IRS agent: We're still applying extra scrutiny to Tea Party applications

One might expect that the extra scrutiny applied to conservative political groups by the IRS would have ended after the practice got exposed three months ago.  At least according to a recent deposition from the House Ways and Means Committee investigation into the scandal, IRS agents still are being directed to automatically apply extra scrutiny to applications mentioning the Tea Party, even if no other political activity is indicated in the application:


Q: “If you saw – I am asking this currently, if today a Tea Party case, a group – a case from a Tea Party group came in to your desk, you received the file and there was no evidence of political activity, would you potentially approve that case? Is that something you would do?”

A:” At this point I would sent it to secondary screening, political advocacy.”

Q: “So, you would treat a Tea Party group as a political advocacy case even if there was no evidence of political activity on the application. Is that right?”

A: “Based on my current manager’s direction, uh-huh.”

The interview took place on August 1st, almost three months after the tax-exempt unit’s chief Lois Lerner abruptly apologized for the practice as a strategy to defuse the impact of a report from the Inspector General at Treasury.  An apology would indicate that the practice has ended, no? As CNS News’ Craig Bannister reminds us, that’s what Barack Obama himself promised nearly three months ago to the day:

I’ll do everything in my power to make sure nothing like this happens again by holding the responsible parties accountable, by putting in place new checks and new safeguards, and going forward, by making sure that the law is applied as it should be — in a fair and impartial way.  And we’re going to have to make sure that the laws are clear so that we can have confidence that they are enforced in a fair and impartial way, and that there’s not too much ambiguity surrounding these laws.


Instead, the orders continue for heightened scrutiny.  In Obama’s defense, there’s not too much ambiguity about what that means.

The admission prompted a demand from Rep. Dave Camp, chair of Ways and Means, and Rep.
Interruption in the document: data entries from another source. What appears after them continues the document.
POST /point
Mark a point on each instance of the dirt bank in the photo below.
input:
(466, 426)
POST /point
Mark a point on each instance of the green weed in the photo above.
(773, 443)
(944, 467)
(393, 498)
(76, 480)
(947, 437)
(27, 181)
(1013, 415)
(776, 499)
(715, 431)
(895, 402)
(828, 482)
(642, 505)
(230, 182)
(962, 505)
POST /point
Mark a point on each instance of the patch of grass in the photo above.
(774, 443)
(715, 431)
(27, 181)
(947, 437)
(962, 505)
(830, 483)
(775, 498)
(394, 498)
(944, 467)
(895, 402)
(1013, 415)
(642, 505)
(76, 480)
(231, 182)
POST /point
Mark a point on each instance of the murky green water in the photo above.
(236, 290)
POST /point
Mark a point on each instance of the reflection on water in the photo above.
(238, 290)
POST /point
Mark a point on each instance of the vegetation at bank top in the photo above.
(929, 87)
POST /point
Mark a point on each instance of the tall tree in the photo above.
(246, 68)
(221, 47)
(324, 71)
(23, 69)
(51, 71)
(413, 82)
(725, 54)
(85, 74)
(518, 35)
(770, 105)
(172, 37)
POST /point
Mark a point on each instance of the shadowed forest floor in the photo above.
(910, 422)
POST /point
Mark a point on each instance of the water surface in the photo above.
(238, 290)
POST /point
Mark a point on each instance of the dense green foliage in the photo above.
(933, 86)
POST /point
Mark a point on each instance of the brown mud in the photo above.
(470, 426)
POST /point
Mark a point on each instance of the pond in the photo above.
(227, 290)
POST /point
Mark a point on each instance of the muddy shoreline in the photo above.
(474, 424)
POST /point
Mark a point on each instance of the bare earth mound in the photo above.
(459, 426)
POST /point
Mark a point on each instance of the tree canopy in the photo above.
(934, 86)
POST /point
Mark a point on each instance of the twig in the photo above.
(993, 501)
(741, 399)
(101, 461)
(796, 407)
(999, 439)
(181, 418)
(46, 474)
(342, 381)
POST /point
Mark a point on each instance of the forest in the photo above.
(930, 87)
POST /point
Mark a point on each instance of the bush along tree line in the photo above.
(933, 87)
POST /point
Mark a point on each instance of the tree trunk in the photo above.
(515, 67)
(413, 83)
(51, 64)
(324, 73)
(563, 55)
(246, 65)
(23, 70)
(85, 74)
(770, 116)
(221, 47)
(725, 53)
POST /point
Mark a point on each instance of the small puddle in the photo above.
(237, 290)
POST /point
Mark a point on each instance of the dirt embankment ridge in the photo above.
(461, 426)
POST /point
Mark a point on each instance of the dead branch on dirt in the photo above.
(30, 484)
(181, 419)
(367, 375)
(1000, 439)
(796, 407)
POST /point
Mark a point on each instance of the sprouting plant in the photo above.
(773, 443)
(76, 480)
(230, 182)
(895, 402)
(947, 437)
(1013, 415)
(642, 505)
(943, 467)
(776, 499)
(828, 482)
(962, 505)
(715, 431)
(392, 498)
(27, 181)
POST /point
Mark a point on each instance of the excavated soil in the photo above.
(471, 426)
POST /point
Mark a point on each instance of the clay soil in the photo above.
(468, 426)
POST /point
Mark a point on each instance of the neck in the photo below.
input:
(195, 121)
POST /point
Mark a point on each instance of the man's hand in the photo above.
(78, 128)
Charles Boustany, chair of the Oversight subcommittee, to IRS Commissioner Danny Werfel for an explanation.  They also demand a report on corrective action by no later than Friday:

The transcript illustrates that there is a remarkable similarity between the instructions given to screeners in 2010 and the direction IRS employees are currently receiving regarding the processing of applications bearing the name Tea Party. …

This revelation demonstrates a clear failure of the corrective action you promised.  We wrote to demand that you immediately issue instructions to all IRS employees that applications for exempt status shall not be subjected to higher scrutiny based on organization name or substantive beliefs and provide notice that any such targeting will be subject to discipline and referral to TIGTA for investigation.

Clearly, assurances aren’t going to stop this effort.  Subpoenas and a special prosecutor might be the only solutions — or at least the only way to get the IRS nervous enough to stop its targeting.

Update: The House Oversight Committee (the full committtee, not the Ways and Means subcommittee) has found a private e-mail account belonging to Lois Lerner through which official duties may have been conducted.  The committee issued this press release a few minutes ago:


Today, House Oversight and Government Reform Committee Chairman Darrell Issa, R-Calif., and Subcommittee Chairman Jim Jordan, R-Ohio, sent a letter to IRS official Lois Lerner seeking e-mails related to her official duties, in her non-government e-mail account.

“Through the course of the investigation, we have learned that you sent documents related to your official duties from your official IRS e-mail account to an e-mail account labeled ‘Lois Home,’” the letter sent to Lerner states. “This raises some serious questions concerning your use of a non-official e-mail account to conduct official business.”

“[T]he use of non-official e-mail accounts to conduct official business implicates federal records requirements,” Issa and Jordan continue. “It also creates difficulties in fulfilling the IRS’s obligations under the Freedom of Information Act and other litigation requests. Your use of non-official e-mail account also frustrates congressional oversight obligations.”

The letter requests all documents and communications housed in Lerner’s account or any other non-official account that reference her official IRS duties by August 27, 2013. You can read the complete letter here.

This puts another gloss on Lerner’s invocation of the Fifth Amendment.  It will be interesting to see if Oversight has found something significant already regarding targeting.  That might tend to give Lerner less leverage in immunity negotiations.


Update: I changed “official” to “agent” in the headline, as I think that gives a more accurate representation of the transcript.